Brexit readiness testing: Operation Capstone or Operation Slapstick?

The government is taking the Christmas rush to a new extreme this Wednesday, when it will test the country’s readiness for a ‘no deal’ scenario with Operation Capstone. In what the Daily Mail is referring to as a “war game” scenario, the exercise will mock the worst case scenarios of a ‘no deal’ exit from the EU, to test things like border disruption and fishing boats entering the UK’s waters illegally.

According to the paper, this will be one of the biggest peacetime operations and will include the combined forces of the police, border guards, customs officials and military personnel to help keep the UK moving.

Whoever dreamed up the name for the operation possibly should have done their homework. Google Operation Capstone and you find, according to the Washington Times, this was a name given to a two-year undercover investigation led by the US Customs Service into the drug and money-laundering activities of the Colombian cartels.

Just what this Operation Capstone is hoping to smash is unclear. One thing is clear though: they certainly have their work cut out.

Already the government has had to plan for inland border controls to handle the volume of new checks that will be required, deal or no deal, just to keep traffic flowing to and from the ports. A 27-acre lorry park off the M20 still needs to be completed, to address the prospect of huge queues caused by lengthy border checks at Dover. An additional 50,000 customs officers have to be recruited, to complete an estimated 260 million new customs declarations annually.

Planning for Brexit was always going to be a challenge. Christmas and a worldwide pandemic are taking this to new levels. As a threat of ‘no deal’ hangs over the heads of British businesses, many have decided to stockpile while they can, to avoid the expected tariffs that will come in from 1 January.

Last week, the Guardian reported that Brexit stockpiling was responsible for ten-mile lorry queues and delays of up to five hours in Calais, with an estimated 50 percent more heavy goods vehicles on the approach roads to the French port and Eurotunnel. This is causing delays not just to Santa, but to key businesses also – Honda temporarily halted production last week because of parts shortages, and Ikea told the Guardian it was experiencing “operational challenges” as shipments of its flat-pack furniture are held up at clogged ports.
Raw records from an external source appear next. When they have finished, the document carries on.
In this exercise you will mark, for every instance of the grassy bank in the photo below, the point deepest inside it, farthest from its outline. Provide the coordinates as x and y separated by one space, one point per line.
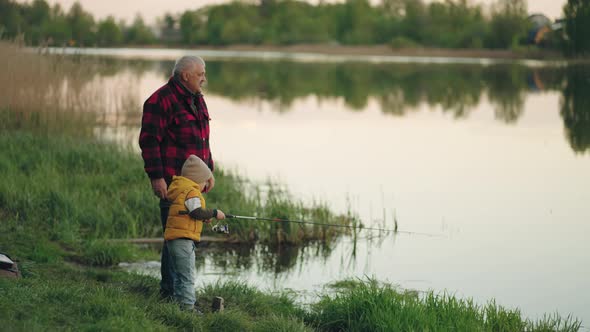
70 297
83 192
62 199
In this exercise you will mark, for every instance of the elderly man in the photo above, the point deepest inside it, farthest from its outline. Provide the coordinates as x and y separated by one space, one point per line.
175 124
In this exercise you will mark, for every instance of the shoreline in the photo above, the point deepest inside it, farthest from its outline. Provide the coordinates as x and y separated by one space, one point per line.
374 50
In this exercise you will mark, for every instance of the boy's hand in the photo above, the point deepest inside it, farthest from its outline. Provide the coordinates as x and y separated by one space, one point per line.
220 215
209 185
159 187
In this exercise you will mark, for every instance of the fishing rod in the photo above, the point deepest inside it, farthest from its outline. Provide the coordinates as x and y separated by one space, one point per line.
231 216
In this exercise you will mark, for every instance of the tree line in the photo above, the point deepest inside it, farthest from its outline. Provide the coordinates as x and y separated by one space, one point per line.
399 23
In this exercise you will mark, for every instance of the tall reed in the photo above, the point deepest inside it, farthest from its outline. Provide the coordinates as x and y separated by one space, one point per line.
56 93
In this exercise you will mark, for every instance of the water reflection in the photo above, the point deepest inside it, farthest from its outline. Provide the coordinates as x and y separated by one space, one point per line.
575 108
401 88
108 88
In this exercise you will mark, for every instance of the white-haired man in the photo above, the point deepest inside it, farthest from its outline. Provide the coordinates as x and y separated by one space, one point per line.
175 125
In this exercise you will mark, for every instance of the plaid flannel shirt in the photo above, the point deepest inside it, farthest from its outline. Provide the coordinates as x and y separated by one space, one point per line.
175 124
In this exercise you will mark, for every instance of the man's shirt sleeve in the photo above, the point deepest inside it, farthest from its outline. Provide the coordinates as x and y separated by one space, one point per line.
153 126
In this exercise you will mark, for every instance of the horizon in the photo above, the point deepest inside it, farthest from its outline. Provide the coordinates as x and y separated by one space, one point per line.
154 9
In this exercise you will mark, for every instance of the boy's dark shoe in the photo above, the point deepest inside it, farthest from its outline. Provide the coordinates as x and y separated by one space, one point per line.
191 308
166 296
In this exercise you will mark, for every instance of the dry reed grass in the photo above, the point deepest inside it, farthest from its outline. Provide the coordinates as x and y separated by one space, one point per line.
62 93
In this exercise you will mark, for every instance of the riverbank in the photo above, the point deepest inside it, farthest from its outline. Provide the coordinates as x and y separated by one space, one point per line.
378 50
70 280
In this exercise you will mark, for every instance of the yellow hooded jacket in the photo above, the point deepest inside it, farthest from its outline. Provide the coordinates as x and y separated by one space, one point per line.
182 225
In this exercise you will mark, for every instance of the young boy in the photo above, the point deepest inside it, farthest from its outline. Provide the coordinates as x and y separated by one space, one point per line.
184 225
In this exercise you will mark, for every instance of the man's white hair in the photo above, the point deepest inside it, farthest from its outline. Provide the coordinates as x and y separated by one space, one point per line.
185 63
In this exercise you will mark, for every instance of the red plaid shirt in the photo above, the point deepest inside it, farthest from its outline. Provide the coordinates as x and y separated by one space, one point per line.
175 124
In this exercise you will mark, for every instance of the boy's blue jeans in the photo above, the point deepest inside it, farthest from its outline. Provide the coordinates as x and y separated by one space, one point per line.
166 270
182 254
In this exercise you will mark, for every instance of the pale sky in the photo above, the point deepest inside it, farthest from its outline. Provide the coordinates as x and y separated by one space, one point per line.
152 9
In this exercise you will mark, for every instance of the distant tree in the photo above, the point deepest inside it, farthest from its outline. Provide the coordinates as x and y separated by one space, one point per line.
82 26
357 23
109 33
57 28
11 20
139 33
575 108
190 27
169 21
577 28
508 24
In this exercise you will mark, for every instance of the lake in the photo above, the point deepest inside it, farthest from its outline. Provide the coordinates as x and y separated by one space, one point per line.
493 157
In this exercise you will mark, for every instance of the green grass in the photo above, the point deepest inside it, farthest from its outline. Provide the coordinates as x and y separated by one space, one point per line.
370 306
62 200
80 191
66 297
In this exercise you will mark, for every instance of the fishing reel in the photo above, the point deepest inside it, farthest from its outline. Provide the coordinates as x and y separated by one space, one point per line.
220 228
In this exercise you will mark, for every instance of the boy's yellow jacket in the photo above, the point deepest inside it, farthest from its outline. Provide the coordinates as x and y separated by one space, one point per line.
182 225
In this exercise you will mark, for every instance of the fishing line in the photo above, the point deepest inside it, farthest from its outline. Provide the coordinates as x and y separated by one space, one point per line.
231 216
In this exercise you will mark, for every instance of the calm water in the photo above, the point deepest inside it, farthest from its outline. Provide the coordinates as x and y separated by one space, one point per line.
494 156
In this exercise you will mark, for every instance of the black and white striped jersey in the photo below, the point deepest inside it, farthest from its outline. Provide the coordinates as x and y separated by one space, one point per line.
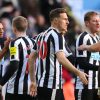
49 70
2 40
88 61
20 49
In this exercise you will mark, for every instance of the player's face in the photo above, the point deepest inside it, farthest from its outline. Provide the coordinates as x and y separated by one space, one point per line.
94 24
63 23
1 30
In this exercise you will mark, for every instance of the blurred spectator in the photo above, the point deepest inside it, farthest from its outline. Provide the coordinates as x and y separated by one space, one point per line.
28 7
40 24
47 5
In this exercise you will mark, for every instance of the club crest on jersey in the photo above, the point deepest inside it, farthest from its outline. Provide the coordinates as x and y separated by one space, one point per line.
13 51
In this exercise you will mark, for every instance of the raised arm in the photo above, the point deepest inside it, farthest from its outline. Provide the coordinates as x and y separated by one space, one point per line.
4 50
66 63
33 86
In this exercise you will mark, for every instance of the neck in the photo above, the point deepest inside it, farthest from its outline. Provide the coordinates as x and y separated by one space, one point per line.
20 34
91 32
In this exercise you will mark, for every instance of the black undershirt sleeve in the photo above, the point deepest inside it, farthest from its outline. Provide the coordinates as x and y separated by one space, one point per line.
84 64
11 68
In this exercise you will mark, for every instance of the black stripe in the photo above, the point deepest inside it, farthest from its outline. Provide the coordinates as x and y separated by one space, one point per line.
47 65
19 69
12 45
93 80
81 41
54 78
25 85
60 39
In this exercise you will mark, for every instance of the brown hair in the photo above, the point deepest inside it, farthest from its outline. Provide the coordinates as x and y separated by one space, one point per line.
20 23
88 15
56 13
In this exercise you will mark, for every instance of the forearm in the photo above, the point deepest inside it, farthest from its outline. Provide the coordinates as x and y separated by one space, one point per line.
2 53
9 72
66 63
84 64
99 77
94 48
32 59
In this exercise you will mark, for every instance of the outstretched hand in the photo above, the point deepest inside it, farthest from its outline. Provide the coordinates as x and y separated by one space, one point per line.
83 76
82 47
33 89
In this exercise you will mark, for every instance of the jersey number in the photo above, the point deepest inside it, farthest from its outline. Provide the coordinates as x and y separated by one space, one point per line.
42 49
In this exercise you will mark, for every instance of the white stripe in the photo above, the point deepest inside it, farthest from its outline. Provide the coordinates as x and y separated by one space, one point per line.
90 80
96 80
53 94
79 94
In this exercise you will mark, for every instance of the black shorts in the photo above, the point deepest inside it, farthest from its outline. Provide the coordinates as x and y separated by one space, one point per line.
18 97
86 94
50 94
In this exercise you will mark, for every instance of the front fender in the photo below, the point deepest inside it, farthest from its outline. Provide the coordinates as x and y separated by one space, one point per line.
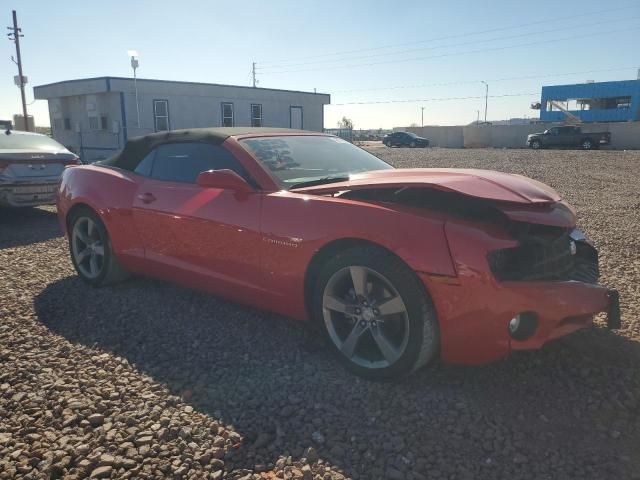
297 226
108 192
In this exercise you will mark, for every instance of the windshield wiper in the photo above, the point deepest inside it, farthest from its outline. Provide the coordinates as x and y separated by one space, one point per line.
319 181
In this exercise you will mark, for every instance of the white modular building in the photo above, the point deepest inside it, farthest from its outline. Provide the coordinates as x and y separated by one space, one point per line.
94 117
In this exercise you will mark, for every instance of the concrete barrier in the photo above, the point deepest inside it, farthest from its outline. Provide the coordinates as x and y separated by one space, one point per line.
445 137
624 135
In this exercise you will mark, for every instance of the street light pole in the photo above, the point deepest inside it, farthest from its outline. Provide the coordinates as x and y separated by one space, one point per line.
16 33
134 65
486 100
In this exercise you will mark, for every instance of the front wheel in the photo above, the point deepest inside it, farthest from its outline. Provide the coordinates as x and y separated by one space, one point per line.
375 313
91 251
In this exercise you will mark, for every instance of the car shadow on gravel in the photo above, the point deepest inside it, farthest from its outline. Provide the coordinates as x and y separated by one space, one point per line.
24 226
250 370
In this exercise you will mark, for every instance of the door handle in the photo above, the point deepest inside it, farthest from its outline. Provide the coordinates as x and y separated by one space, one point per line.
146 197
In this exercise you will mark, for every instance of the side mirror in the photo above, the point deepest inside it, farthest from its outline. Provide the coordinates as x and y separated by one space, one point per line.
224 179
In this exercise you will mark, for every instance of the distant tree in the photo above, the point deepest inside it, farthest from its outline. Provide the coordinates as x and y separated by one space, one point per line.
346 123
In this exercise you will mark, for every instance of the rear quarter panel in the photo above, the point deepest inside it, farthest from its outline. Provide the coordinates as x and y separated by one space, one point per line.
109 192
296 226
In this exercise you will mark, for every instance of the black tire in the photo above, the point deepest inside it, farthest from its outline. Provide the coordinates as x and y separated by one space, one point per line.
110 271
423 340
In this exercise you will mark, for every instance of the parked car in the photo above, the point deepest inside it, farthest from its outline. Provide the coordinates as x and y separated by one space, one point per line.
30 168
395 267
569 137
404 139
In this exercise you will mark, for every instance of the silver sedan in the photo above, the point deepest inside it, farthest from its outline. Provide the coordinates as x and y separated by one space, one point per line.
30 168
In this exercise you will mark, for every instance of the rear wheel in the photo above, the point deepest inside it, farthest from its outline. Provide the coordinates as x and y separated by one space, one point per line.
375 313
91 251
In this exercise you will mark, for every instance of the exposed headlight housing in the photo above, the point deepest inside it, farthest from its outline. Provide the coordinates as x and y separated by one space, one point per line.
523 326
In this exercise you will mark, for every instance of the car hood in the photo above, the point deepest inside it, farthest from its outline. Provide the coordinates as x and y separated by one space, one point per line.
483 184
519 198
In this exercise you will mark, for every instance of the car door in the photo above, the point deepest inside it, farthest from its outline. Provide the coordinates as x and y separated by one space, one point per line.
194 234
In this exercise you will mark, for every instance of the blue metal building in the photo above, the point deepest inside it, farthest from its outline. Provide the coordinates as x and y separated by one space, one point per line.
617 101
There have been similar scenes this side of the channel. Last week, Kent Online reported big queues at Dover and the Eurotunnel, which hauliers were putting down to the pre-Christmas rush, stockpiling and coronavirus vaccine delivery. Dover TAP, short for traffic assessment project, was implemented to try to mitigate for the delays on the M20 coast bound between junctions 11 and 11a, due to high volumes of freight traffic heading towards Eurotunnel.
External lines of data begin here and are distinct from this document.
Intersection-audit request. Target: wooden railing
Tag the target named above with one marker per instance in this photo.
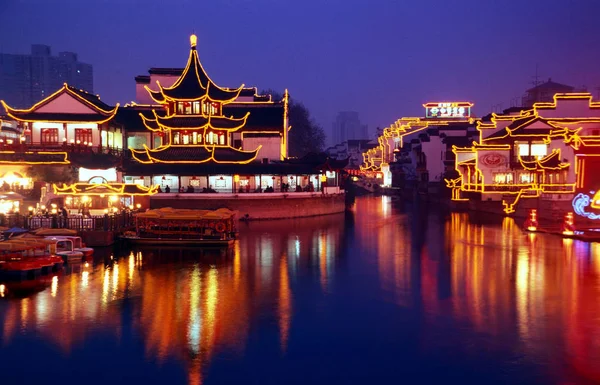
(66, 147)
(112, 222)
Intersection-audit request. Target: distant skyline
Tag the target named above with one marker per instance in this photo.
(381, 58)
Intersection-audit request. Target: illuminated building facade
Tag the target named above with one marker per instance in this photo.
(185, 134)
(188, 134)
(68, 128)
(548, 153)
(416, 150)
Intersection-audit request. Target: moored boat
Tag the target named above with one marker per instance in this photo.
(78, 245)
(168, 226)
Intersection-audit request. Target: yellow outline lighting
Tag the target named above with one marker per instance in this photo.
(65, 88)
(166, 131)
(567, 130)
(64, 161)
(115, 189)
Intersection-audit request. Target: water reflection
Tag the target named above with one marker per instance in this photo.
(185, 304)
(535, 291)
(455, 285)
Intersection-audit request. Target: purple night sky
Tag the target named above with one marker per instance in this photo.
(382, 58)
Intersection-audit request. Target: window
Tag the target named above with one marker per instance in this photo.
(210, 108)
(196, 108)
(83, 135)
(503, 178)
(528, 177)
(184, 108)
(49, 135)
(538, 150)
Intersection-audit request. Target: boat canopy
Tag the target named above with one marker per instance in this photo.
(169, 213)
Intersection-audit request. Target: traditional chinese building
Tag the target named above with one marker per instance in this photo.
(197, 136)
(186, 135)
(416, 151)
(70, 130)
(545, 157)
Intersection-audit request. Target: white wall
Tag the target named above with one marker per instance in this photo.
(271, 147)
(66, 103)
(434, 151)
(71, 132)
(36, 128)
(138, 140)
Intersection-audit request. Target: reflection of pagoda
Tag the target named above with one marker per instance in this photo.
(194, 129)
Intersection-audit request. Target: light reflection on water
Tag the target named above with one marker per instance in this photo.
(322, 286)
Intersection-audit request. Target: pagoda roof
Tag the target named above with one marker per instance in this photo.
(549, 162)
(192, 122)
(90, 109)
(266, 116)
(193, 154)
(194, 84)
(36, 157)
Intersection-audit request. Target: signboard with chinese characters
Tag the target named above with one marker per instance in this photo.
(448, 110)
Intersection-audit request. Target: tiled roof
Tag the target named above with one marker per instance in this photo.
(91, 98)
(195, 154)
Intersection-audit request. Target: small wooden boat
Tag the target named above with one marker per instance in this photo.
(78, 245)
(20, 269)
(168, 226)
(20, 259)
(63, 247)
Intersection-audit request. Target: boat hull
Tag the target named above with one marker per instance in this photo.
(180, 242)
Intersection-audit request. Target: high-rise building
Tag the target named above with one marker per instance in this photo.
(347, 126)
(27, 79)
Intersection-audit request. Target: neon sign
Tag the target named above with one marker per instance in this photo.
(448, 110)
(580, 203)
(494, 159)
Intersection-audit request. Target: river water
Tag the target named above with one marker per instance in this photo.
(387, 293)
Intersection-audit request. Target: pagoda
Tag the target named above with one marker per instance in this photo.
(192, 127)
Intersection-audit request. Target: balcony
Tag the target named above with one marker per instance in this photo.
(59, 147)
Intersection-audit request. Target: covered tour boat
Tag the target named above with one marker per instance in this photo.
(168, 226)
(26, 258)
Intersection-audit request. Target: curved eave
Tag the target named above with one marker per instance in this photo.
(199, 84)
(141, 156)
(90, 104)
(248, 156)
(151, 124)
(24, 161)
(210, 123)
(221, 95)
(29, 116)
(157, 96)
(200, 75)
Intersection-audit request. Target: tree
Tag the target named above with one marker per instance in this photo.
(305, 135)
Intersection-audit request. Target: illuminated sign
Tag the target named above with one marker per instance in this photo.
(494, 159)
(97, 176)
(448, 110)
This does not bode well for the smooth flow of medicines in and out of the country – something that you really need to get right at the height of a pandemic. According to ITV News, some 45 million packs of medicines move from the UK to the EU and 37 million come back the other way every month. They reported this weekend that medical suppliers have been encouraged to try to stockpile six weeks’ worth of medicine, with the Department of Health and Social Care describing such actions as a “key part of contingency plans”. How you stock pile crucial medicines such as insulin, which has a short shelf life, is going to be a significant issue.
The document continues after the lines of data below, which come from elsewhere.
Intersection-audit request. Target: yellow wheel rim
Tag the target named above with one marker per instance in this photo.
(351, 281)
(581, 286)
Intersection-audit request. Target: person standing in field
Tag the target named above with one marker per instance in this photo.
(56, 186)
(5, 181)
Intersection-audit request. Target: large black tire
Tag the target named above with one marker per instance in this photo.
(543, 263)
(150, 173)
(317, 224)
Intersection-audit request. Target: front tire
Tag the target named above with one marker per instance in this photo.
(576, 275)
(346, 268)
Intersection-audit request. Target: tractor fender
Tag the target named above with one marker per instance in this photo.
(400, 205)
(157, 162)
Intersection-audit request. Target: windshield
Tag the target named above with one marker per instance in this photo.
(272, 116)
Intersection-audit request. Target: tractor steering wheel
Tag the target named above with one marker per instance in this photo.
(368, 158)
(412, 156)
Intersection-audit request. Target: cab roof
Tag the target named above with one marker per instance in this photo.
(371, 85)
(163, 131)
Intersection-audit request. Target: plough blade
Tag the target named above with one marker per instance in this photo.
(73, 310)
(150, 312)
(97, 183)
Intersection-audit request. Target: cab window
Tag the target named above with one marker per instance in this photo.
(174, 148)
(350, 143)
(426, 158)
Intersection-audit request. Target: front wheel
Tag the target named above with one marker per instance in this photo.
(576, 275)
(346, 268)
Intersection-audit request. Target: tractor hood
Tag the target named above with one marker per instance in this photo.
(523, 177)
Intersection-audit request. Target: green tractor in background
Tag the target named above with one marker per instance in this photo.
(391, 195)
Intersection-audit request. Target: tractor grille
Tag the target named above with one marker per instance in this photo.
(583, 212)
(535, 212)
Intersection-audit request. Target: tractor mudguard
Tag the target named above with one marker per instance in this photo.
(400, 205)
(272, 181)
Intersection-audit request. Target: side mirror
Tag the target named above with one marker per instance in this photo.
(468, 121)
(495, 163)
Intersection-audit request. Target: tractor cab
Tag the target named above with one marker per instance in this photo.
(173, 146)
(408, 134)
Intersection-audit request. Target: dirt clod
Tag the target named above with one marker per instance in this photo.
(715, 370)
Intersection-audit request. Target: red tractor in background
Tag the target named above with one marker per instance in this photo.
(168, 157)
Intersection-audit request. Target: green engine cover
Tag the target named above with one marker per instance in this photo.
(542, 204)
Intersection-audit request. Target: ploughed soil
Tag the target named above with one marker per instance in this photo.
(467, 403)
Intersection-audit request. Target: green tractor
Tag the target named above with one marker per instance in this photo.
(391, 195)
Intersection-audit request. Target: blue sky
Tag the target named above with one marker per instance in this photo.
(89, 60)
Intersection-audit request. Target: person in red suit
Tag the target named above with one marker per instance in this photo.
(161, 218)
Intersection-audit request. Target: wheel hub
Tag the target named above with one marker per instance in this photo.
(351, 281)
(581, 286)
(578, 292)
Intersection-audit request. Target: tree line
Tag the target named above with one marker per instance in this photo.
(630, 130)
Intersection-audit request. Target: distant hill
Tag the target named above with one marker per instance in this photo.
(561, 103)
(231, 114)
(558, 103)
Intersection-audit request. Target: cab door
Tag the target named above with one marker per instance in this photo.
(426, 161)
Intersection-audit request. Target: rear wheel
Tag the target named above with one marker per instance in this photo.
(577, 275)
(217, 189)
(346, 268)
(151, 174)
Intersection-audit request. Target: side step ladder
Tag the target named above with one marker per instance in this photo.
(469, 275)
Finally, the Sunday Times yesterday reported that supermarkets are this weekend stockpiling food and other goods, after being told by ministers that a ‘no deal’ Brexit is on the cards. Some food shortages could last as long as three months according to the paper.

And this is supposedly the calm before the storm. Remember that some key customs systems are still not yet live, while others are still in development and testing. In other words, those who we rely on to bring our food and medicines from abroad, or sell our goods overseas, still haven’t got all the necessary software needed at our new border controls. We leave in 17 days.

Still, Wednesday will show us what needs to be done to fix the problems. That will give the government a healthy 15 days to resolve all this – with just the small matter of Christmas and a mass vaccine programme to the whole country to sort at the same time. Fingers crossed Operation Capstone doesn’t turn into Operation Slapstick.